Get to Know Us! Featuring Product Manager, James Tu

How long have you worked at Educational Insights?

For a very short period of time, actually. I started last February.

What drew you to working here?

Actually, a connection! Nancy Balter is related to my wife. We moved here to California from New York last June. So I left a user-experience design job there.

For that company, we worked on a lot of non-traditional user experiences. One of the biggest projects that we worked on was for the World Expo in 2010. Our company was tasked to design the visitor experience for one of the pavilions, the Shanghai corporate pavilion. We did everything from the queuing experience, lining up to get ticket, and figuring out what to do while you’re getting tickets. We had to design something to do while they were waiting. So we did things like videos and interactivity, where you can control some of the lighting patterns for that building. All in sort of preparing visitors for the inside of the pavilion. So they go inside and they were treated to this multi media show. Some of the stuff is interactive, and in the end, they get lead into this big theatre where they experience this interactive film.

When I relate my past experience to my experience here, I say that I make large-scale toys. Everything is a user experience. Kids will manipulate things, press on buttons, and listen to the content. When you’re designing a product, you’re really crafting a user experience. I’m just taking my experience from designing things in spaces to products.

How do you like it here so far?

Its great! The people are great; the things I work on are really cool.

What was your favorite toy growing up?

I liked Lego building blocks, and I liked some of the electronic toys like speak and spell with the funny electronic voices. The interesting thing is that now in the age of high fidelity with amazing sound and images, if the use experience isn’t there, it doesn’t matter how good your media is. So although back then those toys were “low tech”, the designs of the products were still pretty good. The speak and spell really taught you how to spell things, and there were others like speak and math.
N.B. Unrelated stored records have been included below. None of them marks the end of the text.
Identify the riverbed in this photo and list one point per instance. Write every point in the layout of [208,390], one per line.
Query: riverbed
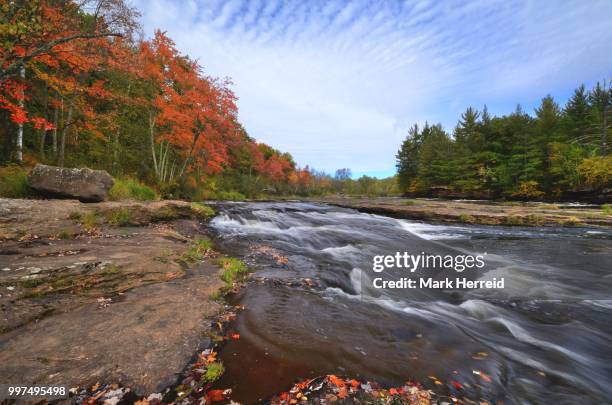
[544,339]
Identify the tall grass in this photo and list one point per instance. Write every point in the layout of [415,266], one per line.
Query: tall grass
[14,182]
[130,189]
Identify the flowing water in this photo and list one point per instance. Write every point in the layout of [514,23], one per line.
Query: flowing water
[545,338]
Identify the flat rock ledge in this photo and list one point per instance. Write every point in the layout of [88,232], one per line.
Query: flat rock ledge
[83,184]
[111,303]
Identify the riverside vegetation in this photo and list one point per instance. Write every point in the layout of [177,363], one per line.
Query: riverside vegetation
[79,89]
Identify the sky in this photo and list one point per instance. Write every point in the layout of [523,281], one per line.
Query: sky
[338,83]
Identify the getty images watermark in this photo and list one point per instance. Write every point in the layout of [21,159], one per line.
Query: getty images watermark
[413,263]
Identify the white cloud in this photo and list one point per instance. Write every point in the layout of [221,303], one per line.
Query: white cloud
[338,83]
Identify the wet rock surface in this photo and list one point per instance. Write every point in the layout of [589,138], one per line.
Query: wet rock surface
[482,212]
[83,184]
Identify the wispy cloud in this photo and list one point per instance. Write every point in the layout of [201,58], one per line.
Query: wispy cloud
[337,83]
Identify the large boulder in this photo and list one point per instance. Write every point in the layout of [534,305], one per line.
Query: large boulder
[83,184]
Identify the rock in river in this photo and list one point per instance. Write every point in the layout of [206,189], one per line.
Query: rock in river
[83,184]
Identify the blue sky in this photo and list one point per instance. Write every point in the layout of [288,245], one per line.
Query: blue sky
[337,83]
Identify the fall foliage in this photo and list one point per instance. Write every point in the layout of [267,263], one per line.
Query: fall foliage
[77,89]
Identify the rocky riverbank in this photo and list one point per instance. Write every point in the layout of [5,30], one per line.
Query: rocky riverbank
[117,291]
[478,211]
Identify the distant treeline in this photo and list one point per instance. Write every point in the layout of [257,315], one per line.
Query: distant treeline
[556,153]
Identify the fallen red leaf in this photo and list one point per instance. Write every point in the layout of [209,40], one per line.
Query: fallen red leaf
[215,396]
[338,382]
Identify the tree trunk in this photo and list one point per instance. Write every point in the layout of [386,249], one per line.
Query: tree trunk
[55,124]
[20,127]
[604,132]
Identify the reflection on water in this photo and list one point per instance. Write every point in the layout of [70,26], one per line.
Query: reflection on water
[554,351]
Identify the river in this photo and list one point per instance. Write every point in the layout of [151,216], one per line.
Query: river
[545,338]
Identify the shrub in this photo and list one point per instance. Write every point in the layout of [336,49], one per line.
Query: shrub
[528,189]
[231,196]
[119,217]
[597,171]
[233,269]
[14,182]
[130,189]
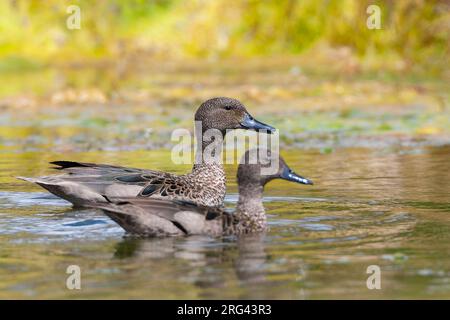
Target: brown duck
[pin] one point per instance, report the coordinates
(153, 218)
(85, 183)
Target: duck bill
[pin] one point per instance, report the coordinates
(250, 123)
(290, 175)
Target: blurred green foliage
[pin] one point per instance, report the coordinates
(414, 34)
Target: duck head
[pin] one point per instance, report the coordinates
(251, 172)
(227, 113)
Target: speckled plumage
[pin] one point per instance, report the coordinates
(85, 183)
(151, 217)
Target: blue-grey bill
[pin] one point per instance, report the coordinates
(252, 124)
(290, 175)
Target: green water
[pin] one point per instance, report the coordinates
(384, 207)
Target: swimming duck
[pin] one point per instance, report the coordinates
(84, 183)
(152, 218)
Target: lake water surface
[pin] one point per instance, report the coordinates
(387, 207)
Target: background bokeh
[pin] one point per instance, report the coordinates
(135, 70)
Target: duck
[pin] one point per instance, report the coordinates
(83, 183)
(163, 218)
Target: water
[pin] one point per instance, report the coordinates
(388, 207)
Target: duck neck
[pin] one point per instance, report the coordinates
(208, 148)
(250, 210)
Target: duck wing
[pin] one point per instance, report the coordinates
(156, 217)
(82, 183)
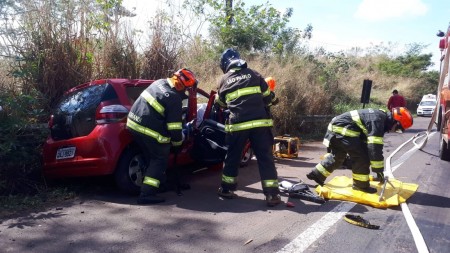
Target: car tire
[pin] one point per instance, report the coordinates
(247, 157)
(444, 150)
(128, 174)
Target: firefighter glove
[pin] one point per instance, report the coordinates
(175, 149)
(380, 176)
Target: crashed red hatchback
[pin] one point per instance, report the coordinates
(88, 136)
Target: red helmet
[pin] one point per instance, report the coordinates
(186, 77)
(402, 116)
(271, 82)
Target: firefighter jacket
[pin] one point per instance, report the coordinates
(367, 124)
(246, 94)
(157, 113)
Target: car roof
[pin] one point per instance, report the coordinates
(113, 82)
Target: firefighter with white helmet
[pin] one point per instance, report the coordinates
(155, 121)
(359, 134)
(247, 96)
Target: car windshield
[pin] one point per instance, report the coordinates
(428, 103)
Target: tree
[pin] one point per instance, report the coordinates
(259, 28)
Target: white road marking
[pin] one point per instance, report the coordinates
(315, 231)
(310, 235)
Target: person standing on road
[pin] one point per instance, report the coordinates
(246, 94)
(359, 134)
(155, 121)
(396, 100)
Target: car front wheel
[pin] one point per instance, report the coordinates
(129, 173)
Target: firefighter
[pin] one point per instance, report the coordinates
(155, 121)
(247, 96)
(359, 134)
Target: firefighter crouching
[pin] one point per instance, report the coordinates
(359, 134)
(155, 121)
(247, 96)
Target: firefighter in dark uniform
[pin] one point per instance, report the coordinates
(155, 123)
(359, 134)
(247, 96)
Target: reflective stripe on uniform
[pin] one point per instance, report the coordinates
(218, 101)
(322, 170)
(147, 131)
(270, 183)
(326, 142)
(357, 120)
(242, 92)
(375, 140)
(361, 177)
(151, 181)
(177, 143)
(377, 164)
(249, 125)
(153, 102)
(174, 126)
(229, 180)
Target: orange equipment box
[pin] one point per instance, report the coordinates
(286, 146)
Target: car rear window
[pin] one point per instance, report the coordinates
(74, 116)
(133, 92)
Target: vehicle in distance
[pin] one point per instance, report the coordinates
(427, 105)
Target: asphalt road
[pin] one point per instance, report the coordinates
(199, 221)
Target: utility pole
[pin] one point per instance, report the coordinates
(229, 11)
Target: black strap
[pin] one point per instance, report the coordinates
(359, 221)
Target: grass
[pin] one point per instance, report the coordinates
(17, 204)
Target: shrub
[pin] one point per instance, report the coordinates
(21, 138)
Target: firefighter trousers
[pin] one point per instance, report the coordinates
(358, 152)
(156, 158)
(261, 140)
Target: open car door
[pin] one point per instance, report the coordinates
(209, 140)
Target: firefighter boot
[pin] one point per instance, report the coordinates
(313, 176)
(367, 189)
(227, 194)
(273, 199)
(148, 196)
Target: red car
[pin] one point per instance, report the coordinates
(88, 136)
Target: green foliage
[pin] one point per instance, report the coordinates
(411, 64)
(256, 28)
(20, 142)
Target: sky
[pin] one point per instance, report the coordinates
(342, 24)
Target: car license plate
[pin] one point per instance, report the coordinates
(65, 153)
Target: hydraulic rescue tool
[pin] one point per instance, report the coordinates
(300, 191)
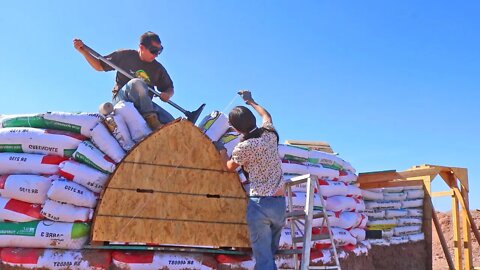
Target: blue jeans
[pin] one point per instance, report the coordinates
(136, 91)
(265, 219)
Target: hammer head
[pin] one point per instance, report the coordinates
(193, 116)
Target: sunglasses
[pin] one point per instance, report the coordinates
(154, 50)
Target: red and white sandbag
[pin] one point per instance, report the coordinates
(291, 152)
(88, 154)
(230, 139)
(332, 188)
(84, 175)
(56, 259)
(18, 211)
(102, 138)
(118, 128)
(44, 234)
(136, 124)
(21, 163)
(25, 187)
(39, 141)
(58, 211)
(72, 193)
(214, 125)
(147, 260)
(81, 123)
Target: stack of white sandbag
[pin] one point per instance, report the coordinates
(397, 212)
(53, 166)
(343, 199)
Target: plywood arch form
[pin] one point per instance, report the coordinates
(173, 189)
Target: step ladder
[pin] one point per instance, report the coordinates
(305, 217)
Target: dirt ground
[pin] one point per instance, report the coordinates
(438, 256)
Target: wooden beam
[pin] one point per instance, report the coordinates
(427, 220)
(438, 227)
(467, 238)
(401, 183)
(373, 177)
(442, 193)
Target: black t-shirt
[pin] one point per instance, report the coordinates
(153, 73)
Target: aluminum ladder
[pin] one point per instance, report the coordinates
(305, 217)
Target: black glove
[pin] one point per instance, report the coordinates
(219, 146)
(246, 95)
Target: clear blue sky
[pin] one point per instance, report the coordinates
(389, 84)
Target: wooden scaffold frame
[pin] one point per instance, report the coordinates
(462, 221)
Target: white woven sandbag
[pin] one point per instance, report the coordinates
(148, 260)
(340, 203)
(18, 211)
(39, 141)
(379, 224)
(374, 213)
(118, 128)
(81, 123)
(416, 237)
(349, 220)
(395, 213)
(230, 139)
(396, 240)
(44, 234)
(214, 125)
(22, 120)
(299, 200)
(332, 188)
(347, 177)
(341, 237)
(394, 196)
(102, 138)
(409, 221)
(56, 259)
(20, 163)
(370, 195)
(412, 203)
(415, 212)
(25, 187)
(415, 194)
(405, 230)
(137, 126)
(392, 189)
(322, 172)
(72, 193)
(58, 211)
(291, 152)
(379, 242)
(294, 168)
(84, 175)
(354, 191)
(88, 154)
(383, 204)
(359, 234)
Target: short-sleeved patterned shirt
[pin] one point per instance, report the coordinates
(260, 158)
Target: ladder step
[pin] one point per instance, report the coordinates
(315, 237)
(299, 214)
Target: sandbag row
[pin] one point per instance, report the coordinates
(397, 212)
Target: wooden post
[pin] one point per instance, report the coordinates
(427, 220)
(467, 239)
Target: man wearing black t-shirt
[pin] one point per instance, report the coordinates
(142, 65)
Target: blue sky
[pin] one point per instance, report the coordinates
(389, 84)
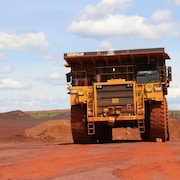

What’s your favorite toy here at EI?

I haven’t experienced all the products, but we used to carry Blokus. It was a board game that I first connected a product with EI and that’s how I got to know EI. I like KaBam! It’s really cool. Play foam is an interesting product. BBQ Blitz is a good product that I’ve seen kids really gravitate towards. I gave it to my niece and she really loved it; she was flipping the burgers and matching them up. I think that it’s just a nicely designed game for that age group. Blurt is also pretty good.

What is life for you outside of work?

Well right now we have an 8-month-old daughter, and she’s basically everything right now, like our lives center around her. She’s actually an inspiration to me. Well, she’s too young right now, but eventually, hopefully I’m designing things with her in mind. Also, I’m trying to be fit. I used to play a lot of volleyball. I’m a big competitive volleyball player in high school and college, so coming out here to the beach and seeing all these volleyball nets makes me kind of want to get into it. I sort of did, but I need more time!

List of Favorites:

Favorite animal?

This is kind of silly and simple, but I really want a dog! It’s kind of a boring answer.

Favorite color?

Blue

Favorite season?

I really like Fall. I like the changing colors of the leaves, and I actually like fall fashion. Fall is a nice in between where you see people layering.

Favorite team?

I don’t actually follow professional sports in that way, so I don’t necessarily have a favorite sports team. But I’m rooting for Brazil for the Olympics volleyball team.

Favorite food?

I love Ramen.

Favorite movie?

I really like Cinema Paradiso. It’s an Italian movie about this kid who really loves movies. Eventually he becomes the projectionist in this theatre, but they would censor movies take out all these kissing scenes. But in he end, he takes all the kissing scenes and turns into one big movie. It’s good.